Ma ciò che si oppone dovrebbe essere appunto di segno
opposto e l'opposizione è reale solo se è fatta a partire da posizioni
alternative. E il PD su quali basi farà opposizione?
Opposizione sulla politica internazionale del nuovo
governo?
Impossibile, perché pensano le stesse cose, perché saranno
d'accordo su invio delle armi e sulla collocazione azzerbinata agli USA.
Opposizione alla politica economica liberista?

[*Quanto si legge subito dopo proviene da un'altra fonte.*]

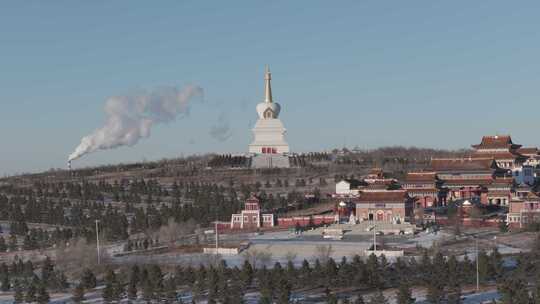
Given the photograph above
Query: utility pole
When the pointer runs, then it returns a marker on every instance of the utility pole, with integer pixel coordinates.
(374, 239)
(217, 237)
(477, 268)
(97, 240)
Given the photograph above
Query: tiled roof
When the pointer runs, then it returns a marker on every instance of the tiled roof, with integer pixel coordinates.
(421, 177)
(503, 181)
(496, 142)
(463, 164)
(354, 183)
(497, 155)
(528, 151)
(476, 181)
(412, 190)
(384, 195)
(498, 193)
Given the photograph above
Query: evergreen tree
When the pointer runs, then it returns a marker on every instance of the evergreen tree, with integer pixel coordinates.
(47, 271)
(372, 270)
(359, 300)
(484, 266)
(283, 292)
(88, 279)
(404, 295)
(12, 243)
(246, 274)
(42, 295)
(378, 298)
(19, 295)
(78, 293)
(148, 290)
(31, 291)
(170, 290)
(6, 286)
(132, 291)
(111, 292)
(3, 245)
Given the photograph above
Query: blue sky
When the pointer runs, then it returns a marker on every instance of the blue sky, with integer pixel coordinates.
(367, 73)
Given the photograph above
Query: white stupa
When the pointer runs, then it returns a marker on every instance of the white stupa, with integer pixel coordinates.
(269, 145)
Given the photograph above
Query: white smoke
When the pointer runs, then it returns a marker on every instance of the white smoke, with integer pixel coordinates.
(131, 117)
(221, 130)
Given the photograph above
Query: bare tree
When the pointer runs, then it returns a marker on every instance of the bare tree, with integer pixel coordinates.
(257, 258)
(323, 253)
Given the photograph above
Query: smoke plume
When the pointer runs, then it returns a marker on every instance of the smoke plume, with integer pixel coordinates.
(221, 130)
(131, 117)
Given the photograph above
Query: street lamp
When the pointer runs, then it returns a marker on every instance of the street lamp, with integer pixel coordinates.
(97, 241)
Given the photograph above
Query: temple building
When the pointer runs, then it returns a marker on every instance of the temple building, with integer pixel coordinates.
(425, 188)
(499, 191)
(532, 154)
(501, 149)
(467, 178)
(523, 211)
(393, 206)
(251, 217)
(269, 148)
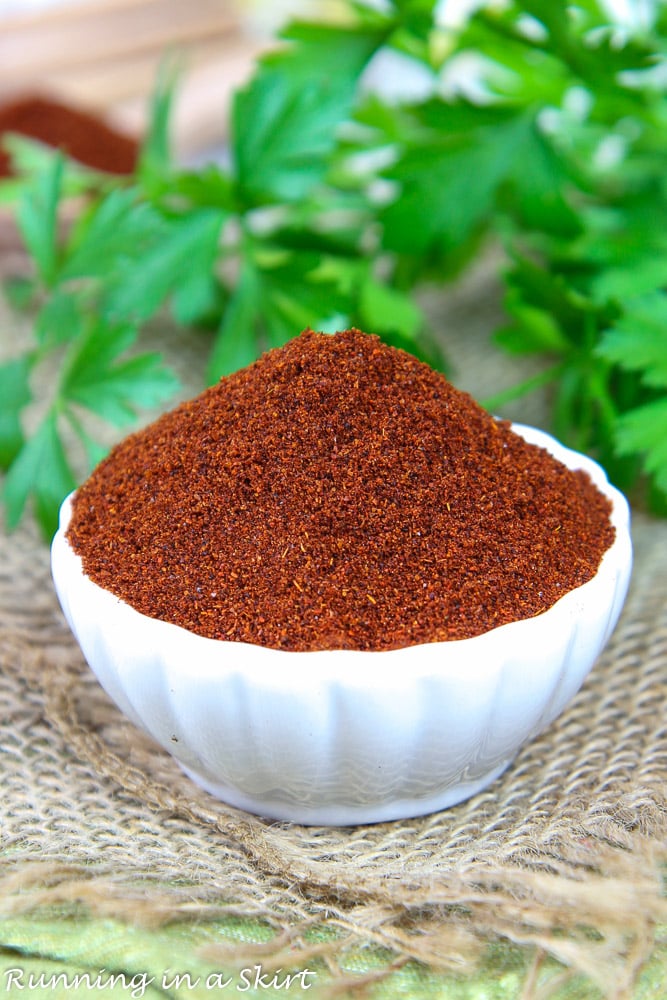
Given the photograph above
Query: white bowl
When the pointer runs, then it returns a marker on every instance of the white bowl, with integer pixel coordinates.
(344, 736)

Impossibile, perché Letta e Meloni sono alunn* e compagn*
dell'Aspen Institute. Perché la cancellazione dell'art. 18, il job's act, le
privatizzazioni o meglio la svendita dei beni comuni ai privati, tutte
politiche di destra, sono state portate avanti dal PD.
Opposizione alla politica ambientale? Impossibile, perché
il PD e il centrosinistra guidato dai dem è stato per vent'anni l'esecutore
fedele di tutti i sogni d'asfalto racchiusi nella bibbia del partito del
cemento, nella "legge obiettivo" di Berlusconi/Lunardi.
Resta il tema dei diritti. Ma sarà solo un teatrino. Perché
in decenni al governo il PD ha dato prova di che pasta è fatto sotto le
passerelle alle manifestazioni: slogan tanti e risultati pressoché zero.
Sull'accoglienza ai disperati: vedere alla voce Minniti.”